Day 86: Voodoo and motos in Benin
John & Jenny
Sat 29 Jan 2011 20:39
Day 86: Saturday 29 January 2011. Chez Monique, Abomey, Benin. N07 11.869 E001 58.822. Distance driven 224 km
My problem is that I had a secretary, to whom I dictated, for so many years that I have lost the ability to write fluently. All day, while I am driving, I think of things to write about, but when it comes to the evening I am too tired to write it all down.
Today was a day of very varied experiences, but to write it all down at my typing speed would take all night. We drove eastwards along the coast road towards Cotonou and it seemed as if the whole world was on the road - thousands on thousands of small motorcycles (motos) like swarms of angry ants, enveloped us from all sides. It was probably only that it was Saturday morning and everyone was going to the local market. The road wound through village after village and each one seemed to have its own Saturday market. There are very few shops in these villages - just stalls by the side of the road. One can buy practically anything by the side of the road - beautiful fruit and vegetables, bread, basins and toilets, charcoal and firewood, cell phones, building materials, coffins, vegetable oil in bulk, gasoline, African wood carvings, beautifully decorated textiles, timber, cement - just anything. This is my type of shopping as you don't have to find a parking place and then hunt around for the right change for the parking meter. One just pulls off the road into the dirt in front of the stall you want to visit and stop there. No formality, no regulations, no parking wardens - just stop and shop, what could be more convenient?
The motos are just incredible. Most are driven by Kamikaze pilots and they weave in and out of the traffic on both sides of the cars, but they never seem to have accidents and none of the drivers or riders wear helmets. In terms of human cargo they are built for a driver and one pillion passenger, but no stupid Brussels regulations here.
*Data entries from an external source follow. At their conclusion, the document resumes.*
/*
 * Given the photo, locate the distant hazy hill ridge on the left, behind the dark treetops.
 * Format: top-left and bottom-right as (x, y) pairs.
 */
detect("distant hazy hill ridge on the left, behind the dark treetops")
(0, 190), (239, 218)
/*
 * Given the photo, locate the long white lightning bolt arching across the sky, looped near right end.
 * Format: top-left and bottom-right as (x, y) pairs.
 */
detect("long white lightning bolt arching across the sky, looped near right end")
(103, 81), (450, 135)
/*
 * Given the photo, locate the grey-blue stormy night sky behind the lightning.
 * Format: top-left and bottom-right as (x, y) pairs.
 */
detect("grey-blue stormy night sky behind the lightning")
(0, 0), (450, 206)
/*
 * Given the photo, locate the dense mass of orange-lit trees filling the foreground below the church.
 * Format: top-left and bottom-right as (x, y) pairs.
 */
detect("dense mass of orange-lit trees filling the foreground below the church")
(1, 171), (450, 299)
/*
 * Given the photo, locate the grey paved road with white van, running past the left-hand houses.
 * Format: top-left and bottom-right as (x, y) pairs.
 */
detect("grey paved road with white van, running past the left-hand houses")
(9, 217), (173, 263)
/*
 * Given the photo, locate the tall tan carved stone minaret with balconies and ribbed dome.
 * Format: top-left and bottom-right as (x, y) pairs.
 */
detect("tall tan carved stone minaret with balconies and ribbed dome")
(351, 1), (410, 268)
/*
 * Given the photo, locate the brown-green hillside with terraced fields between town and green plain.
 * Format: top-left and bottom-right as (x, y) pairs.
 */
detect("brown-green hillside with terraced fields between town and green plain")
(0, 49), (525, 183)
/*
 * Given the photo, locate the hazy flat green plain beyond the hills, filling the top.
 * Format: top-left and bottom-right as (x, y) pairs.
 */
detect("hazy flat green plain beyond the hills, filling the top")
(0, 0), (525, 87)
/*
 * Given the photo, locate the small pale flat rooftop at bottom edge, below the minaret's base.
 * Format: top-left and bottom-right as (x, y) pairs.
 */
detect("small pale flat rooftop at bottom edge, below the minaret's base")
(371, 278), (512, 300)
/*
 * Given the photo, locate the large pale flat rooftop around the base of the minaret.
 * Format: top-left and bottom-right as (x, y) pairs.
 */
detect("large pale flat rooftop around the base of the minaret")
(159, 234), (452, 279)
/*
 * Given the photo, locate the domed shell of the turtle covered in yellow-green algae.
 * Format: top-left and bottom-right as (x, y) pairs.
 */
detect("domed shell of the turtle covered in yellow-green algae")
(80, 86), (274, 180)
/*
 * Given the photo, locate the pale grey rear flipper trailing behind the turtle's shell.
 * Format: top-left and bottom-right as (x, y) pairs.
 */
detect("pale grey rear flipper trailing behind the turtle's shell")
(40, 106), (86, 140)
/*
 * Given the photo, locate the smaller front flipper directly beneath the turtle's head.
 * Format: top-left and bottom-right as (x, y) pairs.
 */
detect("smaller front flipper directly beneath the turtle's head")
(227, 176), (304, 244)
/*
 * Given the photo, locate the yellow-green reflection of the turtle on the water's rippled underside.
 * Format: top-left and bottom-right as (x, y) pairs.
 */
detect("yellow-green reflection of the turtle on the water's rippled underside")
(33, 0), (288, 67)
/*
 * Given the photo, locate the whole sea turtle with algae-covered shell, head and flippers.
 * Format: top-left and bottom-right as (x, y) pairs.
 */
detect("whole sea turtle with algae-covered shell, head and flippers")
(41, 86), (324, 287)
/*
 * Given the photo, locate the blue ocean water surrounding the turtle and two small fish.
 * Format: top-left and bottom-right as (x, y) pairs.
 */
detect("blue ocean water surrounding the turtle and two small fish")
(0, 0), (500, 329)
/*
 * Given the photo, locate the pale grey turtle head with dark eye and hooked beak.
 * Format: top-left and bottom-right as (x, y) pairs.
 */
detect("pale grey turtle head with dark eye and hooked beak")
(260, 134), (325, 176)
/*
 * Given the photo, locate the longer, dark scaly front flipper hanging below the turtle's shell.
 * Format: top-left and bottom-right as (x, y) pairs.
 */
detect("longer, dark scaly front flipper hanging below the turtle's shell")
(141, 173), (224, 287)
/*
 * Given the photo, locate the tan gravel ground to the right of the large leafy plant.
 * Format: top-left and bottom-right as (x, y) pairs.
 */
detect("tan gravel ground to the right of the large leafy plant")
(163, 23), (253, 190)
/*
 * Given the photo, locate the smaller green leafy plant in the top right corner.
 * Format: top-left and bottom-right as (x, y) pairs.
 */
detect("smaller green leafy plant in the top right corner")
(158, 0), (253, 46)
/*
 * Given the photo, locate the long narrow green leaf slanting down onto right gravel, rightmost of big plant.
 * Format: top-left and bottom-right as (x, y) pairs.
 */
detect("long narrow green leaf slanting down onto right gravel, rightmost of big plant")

It is quite normal to see a whole family aboard with the husband driving, the (big bum African) wife on the pillion with a baby strapped to her back and one or more young children sandwiched in between. A family of four is quite normal, five quite common. Then for cargo, one sees enormous bags of flour or grain precariously balanced across the pillion with the vehicle weighed down at the back. If they can't get the load on the pillion then why not carry it on your head? We have seen drivers carrying planks of wood up to 5 metres long balanced on their heads. Today we found one guy towing a bunch of steel reinforcing bars bent into a "U" with the ends trailing on the ground 5 metres behind the bike! Livestock, why not? Live pigs and goats are just lashed across the pillion or the rear load rack. Live chicken? They just hang from the handlebars and flap in the breeze. The normal load is 20 chickens each side!
In Togo, and particularly here in Benin, we have seen hundreds of roadside stalls displaying bottles of golden liquid. Most of these are recycled wine or gin bottles but the larger ones (10 litres or more?) are almost spherical with a long neck. perhaps these were former wine vessels - are these
demi-johns? It soon became obvious that the golden liquid was gasoline and all the motos were filling their tanks from whisky bottles! We were so intrigued that we had to stop at a stall to ask why they were selling in competition with the gas stations. The fuel is said to be normal gasoline or diesel and of equivalent quality to that sold by the gas stations, but up to 20% cheaper. For example, the regular price of diesel is 555 CFA/litre and the stall price is 460 CFA. The explanation got somewhat lost in the French but it seems this fuel comes from Nigeria where the retail price is much less than in Benin. It is obviously Black Market in some way but on a very large scale. Coming from a process industry background I am horrified by the safety aspects - there are perhaps 70 to 100 litres of fuel on display at each stall, all in glass containers with cork stoppers and the ambient temperature is about 33 degrees in the shade. Nearby, you will find someone cooking on an open charcoal fire. You only need someone to knock over one bottle and you'll have a major fire on your hands and there is no public fire service! Terrible, but it just doesn't seem to happen.
On the outskirts of Cotonou we turned north towards Abomey and detoured at Amomey-Calabie to visit the village on stilts at Ganvie. We took a 2 hour trip on a motorised pirogue out to Ganvie where 30,000 people live in houses built on stilts and their only form of transport is by boat. The whole community is based on fishing but it has its own market, churches, mosque etc and its drinking water supply comes from boreholes 100 m deep below the shallow salty lagoon.
North of Ganvie the road deteriorated very badly and became full on potholes. You folks in the UK complain about potholes after two bad winters but you haven't seen anything yet! Here the traffic in both directions weaves across both sides of the road to avoid the holes and the motos just plough through the cars and trucks. It is just chaos!
We are camped tonight in a lovely compound full of trees; it is a kind of encampement where most visitors are staying in rooms. Here we have met up with a Swiss couple, Oliver and Corrine, who are driving to South African but on a more relaxed schedule than ourselves. We are now beginning to lag a little behind schedule and must make up some days in Nigeria, which is OK as we allowed 14 days for that country and we don't want to stay that long.